The Brazilian football great bought his mausoleum 19 years ago inside the Memorial Ecumenical Cemetery. A real high-rise that holds the Guinness World Record for the tallest cemetery on Earth. His funeral was held Tuesday following his death last week at the age of 82. Pele was an extraordinary football player, and his final resting place will also be exceptional. Inside the world’s tallest vertical cemetery is a huge replica stadium with artificial turf.
The Brazilian football great bought his mausoleum 19 years ago inside the Memorial Ecumenical Cemetery. A real high-rise that holds the Guinness World Record for the tallest cemetery on Earth. The cemetery has a total area of 40,000 square meters (430,000 square feet) and is in Santos. The southeastern port city where “The King” played for most of his illustrious career. Has a restaurant open 24 hours a day, a chapel, a car museum, a small fish pond, and an aviary.

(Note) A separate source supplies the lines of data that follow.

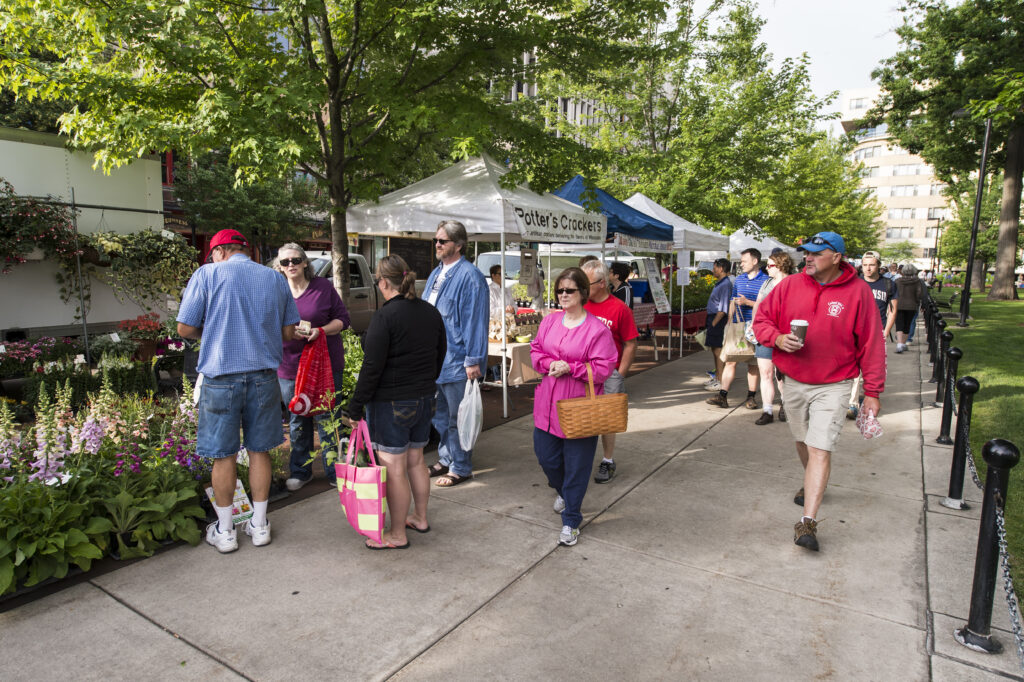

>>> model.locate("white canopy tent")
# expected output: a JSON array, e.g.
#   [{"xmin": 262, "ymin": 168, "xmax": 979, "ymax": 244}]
[
  {"xmin": 345, "ymin": 155, "xmax": 607, "ymax": 418},
  {"xmin": 625, "ymin": 191, "xmax": 729, "ymax": 359},
  {"xmin": 694, "ymin": 222, "xmax": 797, "ymax": 260}
]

A spokesman for the cemetery stated that Pele’s 200-square-meter mausoleum. It will feature his embalmed body resting in a coffin. Displayed in the middle of the artificial turf and surrounded by gilded images from his glory days. In 2003, Pele’s real name. Edson Arantes do Nascimento stated that he liked the location. Because it “doesn’t look like a cemetery” and provided him with a sense of “spiritual peace and tranquility.”
The late Argentine businessman Jose Salomon Altstut had the idea for the striking white building. Which was built in 1983, it was the first vertical cemetery in the world to have space for mausoleums. There are 18,000 places to rest there. According to the website of the cemetery, customers can “create a decorated space” in their mausoleums. Which may even include restrooms for mourners.
Antonio Wilson Honorio, better known by his nickname “Coutinho,” was Pele’s teammate at Santos FC in the 1960s. Pele first dazzled the world as a 15-year-old phenom at Santos’ Vila Belmiro stadium. Where he went on to score a record 1,281 career goals and become the only player in history to win three World Cups. The cemetery is just a stone’s throw away from the stadium.